ThatDudeXO Posted February 18, 2012 Posted February 18, 2012 Please don't do it with his friend. Just don't do it. 1. It will ruin any chance of you being even just friends. 2. He will lose all respect for you 3. He knows you'll do it inspite of him which will only make him feel better about letting you go. 4. By doing this you place little value on yourself just to go and give it up to his friend after 3 years of love. 5. His friend will only do it for the fun and maybe joke about it with your ex. If you want a fling, make sure it's someone he doesn't know, or else you'll just cause so much more drama.

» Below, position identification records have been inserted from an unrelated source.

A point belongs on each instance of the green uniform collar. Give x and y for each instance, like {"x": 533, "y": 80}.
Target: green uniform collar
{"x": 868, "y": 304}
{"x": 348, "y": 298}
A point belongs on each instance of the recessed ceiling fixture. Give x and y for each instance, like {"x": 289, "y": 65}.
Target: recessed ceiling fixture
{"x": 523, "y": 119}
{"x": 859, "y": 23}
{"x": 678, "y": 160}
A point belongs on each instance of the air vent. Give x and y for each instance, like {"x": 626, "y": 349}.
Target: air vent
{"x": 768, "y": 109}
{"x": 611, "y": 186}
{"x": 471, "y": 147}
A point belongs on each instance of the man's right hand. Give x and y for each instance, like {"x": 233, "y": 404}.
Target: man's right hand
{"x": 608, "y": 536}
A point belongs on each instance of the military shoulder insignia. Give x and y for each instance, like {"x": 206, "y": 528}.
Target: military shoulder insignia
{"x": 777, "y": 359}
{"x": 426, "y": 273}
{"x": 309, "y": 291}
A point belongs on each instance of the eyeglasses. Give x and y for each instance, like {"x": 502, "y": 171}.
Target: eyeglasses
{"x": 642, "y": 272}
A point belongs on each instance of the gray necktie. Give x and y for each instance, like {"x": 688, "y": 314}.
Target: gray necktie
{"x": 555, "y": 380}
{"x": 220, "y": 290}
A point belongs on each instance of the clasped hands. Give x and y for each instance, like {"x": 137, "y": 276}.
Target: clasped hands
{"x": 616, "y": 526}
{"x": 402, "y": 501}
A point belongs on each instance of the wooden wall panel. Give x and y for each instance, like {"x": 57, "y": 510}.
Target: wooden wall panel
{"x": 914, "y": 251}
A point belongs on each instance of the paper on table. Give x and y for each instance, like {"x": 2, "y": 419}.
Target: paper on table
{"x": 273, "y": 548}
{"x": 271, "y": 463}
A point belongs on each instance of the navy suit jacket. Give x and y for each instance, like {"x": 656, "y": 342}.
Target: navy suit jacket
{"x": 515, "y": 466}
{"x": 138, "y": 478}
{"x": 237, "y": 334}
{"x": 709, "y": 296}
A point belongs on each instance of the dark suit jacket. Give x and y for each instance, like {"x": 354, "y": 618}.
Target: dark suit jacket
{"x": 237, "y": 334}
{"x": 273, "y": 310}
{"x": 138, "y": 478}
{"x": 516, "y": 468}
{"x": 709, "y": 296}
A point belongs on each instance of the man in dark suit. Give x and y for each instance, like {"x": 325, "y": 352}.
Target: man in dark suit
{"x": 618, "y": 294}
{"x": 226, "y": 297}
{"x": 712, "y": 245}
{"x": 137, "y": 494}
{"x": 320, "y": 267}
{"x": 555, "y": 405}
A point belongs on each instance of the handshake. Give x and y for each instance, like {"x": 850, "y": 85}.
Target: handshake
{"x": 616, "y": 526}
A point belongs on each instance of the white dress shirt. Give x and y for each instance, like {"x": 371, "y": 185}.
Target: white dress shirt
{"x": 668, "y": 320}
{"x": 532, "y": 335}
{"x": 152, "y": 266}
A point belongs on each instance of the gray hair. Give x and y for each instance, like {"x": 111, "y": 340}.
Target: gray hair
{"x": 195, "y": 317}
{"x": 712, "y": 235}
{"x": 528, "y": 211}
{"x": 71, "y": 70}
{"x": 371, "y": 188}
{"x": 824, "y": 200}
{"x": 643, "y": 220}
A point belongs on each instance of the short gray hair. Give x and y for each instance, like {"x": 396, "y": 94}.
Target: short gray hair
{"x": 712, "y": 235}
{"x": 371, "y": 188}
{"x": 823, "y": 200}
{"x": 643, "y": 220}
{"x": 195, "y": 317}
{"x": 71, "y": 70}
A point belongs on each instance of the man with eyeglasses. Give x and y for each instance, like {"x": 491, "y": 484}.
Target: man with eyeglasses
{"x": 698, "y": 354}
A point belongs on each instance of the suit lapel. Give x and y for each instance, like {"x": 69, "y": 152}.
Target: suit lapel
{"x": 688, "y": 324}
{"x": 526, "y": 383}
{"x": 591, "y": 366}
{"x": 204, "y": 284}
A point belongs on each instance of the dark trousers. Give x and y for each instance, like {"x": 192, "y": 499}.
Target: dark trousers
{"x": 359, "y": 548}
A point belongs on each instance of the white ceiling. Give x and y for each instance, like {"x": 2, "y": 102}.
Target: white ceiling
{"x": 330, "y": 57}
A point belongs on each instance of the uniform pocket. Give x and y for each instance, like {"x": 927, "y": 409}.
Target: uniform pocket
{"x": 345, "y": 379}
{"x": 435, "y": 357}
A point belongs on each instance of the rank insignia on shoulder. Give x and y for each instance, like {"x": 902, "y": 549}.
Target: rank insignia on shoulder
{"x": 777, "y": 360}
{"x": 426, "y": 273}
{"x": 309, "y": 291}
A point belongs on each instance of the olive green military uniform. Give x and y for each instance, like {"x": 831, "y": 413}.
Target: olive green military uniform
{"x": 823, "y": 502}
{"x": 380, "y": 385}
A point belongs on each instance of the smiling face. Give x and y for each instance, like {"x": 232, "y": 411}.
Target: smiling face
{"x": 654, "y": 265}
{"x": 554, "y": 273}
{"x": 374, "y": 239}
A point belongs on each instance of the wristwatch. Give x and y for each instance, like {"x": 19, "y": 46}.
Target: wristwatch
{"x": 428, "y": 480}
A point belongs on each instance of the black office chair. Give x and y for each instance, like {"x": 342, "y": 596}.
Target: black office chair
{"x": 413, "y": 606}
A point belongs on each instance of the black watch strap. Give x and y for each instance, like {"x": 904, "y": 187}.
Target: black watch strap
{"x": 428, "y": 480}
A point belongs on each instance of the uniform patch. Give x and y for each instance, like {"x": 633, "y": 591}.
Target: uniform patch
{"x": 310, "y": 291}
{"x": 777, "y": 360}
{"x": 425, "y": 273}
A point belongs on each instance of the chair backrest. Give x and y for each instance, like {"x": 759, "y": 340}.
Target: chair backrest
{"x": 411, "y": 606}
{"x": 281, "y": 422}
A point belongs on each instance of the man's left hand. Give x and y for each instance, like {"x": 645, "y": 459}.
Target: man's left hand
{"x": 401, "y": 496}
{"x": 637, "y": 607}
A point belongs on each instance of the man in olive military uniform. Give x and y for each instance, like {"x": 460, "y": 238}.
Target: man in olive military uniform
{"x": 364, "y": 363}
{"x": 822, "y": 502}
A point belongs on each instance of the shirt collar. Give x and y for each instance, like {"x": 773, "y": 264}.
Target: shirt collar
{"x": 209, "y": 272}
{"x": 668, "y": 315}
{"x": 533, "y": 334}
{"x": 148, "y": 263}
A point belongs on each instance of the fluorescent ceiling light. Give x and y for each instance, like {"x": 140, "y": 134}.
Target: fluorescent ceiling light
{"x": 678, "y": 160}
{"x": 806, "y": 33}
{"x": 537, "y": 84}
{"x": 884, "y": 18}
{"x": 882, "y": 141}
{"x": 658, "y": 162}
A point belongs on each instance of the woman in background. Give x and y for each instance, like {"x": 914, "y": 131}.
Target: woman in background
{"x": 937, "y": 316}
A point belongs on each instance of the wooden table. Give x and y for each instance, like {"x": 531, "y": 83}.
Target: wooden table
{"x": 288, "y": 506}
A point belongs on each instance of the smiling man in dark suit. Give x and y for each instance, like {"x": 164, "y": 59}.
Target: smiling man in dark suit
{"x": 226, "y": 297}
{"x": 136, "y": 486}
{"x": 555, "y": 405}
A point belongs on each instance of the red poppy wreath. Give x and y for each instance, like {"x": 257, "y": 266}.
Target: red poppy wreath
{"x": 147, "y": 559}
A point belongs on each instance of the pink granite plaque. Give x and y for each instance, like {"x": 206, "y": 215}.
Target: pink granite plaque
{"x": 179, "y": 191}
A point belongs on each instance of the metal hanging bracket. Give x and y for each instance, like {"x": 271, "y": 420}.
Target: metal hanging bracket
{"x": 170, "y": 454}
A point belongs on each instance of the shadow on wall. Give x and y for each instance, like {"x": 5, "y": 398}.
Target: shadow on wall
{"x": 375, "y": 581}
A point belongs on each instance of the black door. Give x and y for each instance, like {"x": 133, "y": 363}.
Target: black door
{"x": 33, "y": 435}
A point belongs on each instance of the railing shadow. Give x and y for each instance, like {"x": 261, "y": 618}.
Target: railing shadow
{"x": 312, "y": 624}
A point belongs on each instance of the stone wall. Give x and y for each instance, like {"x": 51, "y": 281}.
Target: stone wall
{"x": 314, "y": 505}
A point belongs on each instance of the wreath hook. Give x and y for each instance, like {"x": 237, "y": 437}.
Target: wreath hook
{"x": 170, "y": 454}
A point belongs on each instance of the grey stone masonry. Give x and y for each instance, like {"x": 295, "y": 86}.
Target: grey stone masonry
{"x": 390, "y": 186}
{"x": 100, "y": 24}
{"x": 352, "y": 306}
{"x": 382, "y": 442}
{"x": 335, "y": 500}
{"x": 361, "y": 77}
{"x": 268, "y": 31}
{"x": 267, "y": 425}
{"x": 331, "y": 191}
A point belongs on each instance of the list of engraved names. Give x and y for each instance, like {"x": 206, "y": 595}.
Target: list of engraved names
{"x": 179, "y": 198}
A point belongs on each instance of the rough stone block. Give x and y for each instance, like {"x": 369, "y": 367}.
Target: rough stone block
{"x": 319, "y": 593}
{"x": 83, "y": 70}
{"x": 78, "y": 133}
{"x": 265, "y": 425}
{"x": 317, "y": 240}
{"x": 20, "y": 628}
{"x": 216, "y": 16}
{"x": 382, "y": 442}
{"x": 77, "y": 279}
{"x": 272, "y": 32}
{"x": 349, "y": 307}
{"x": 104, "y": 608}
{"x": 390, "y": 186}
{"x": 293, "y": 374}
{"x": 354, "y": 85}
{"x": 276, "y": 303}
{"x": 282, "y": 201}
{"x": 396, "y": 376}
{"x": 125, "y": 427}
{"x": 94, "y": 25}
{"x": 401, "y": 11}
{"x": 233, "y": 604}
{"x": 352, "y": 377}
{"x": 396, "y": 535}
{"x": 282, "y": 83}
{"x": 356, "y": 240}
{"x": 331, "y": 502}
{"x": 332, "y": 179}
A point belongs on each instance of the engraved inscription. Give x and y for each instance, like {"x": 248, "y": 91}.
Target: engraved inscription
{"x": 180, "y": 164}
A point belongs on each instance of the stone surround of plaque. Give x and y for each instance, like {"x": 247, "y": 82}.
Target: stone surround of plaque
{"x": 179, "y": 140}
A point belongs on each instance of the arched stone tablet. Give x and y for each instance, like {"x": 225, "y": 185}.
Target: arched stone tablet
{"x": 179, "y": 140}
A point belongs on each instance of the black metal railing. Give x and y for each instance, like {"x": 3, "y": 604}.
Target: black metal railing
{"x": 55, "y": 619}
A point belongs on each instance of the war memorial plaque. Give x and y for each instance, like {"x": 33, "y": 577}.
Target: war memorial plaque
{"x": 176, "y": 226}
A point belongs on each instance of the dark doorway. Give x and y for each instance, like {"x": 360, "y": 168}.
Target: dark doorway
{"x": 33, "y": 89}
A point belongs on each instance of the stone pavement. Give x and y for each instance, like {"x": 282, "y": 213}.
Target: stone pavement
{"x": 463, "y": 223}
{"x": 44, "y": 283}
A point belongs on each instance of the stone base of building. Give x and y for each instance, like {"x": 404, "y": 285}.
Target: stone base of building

ThatDudeXO Posted February 18, 2012 Posted February 18, 2012 I think it is a fantastic idea. Go for it! I mean you know he would immediately go to someone else and you simply can't allow this to happen. A fling with his friend works as well because if he did find out, at least it's his friend and not some random guy f $ u k i n g you. It will be easier to accept for him. You are a very responsible and mature young lady. Go for it.. I find it hilarious that I didn't see the sarcasm at first, now I do!
wilsonx Posted February 19, 2012 Posted February 19, 2012 What I find hilarious is shes going to do it if she hasnt done it yet =) Happens all the time
ScienceGal Posted February 19, 2012 Posted February 19, 2012 What I find hilarious is shes going to do it if she hasnt done it yet =) Happens all the time Not necessarily. I once thought of sleeping with my ex's cousin. I didn't of course. And the thought was so fleeting that it only lasted a minute. It's just pain,anger and desperation trying to lash out.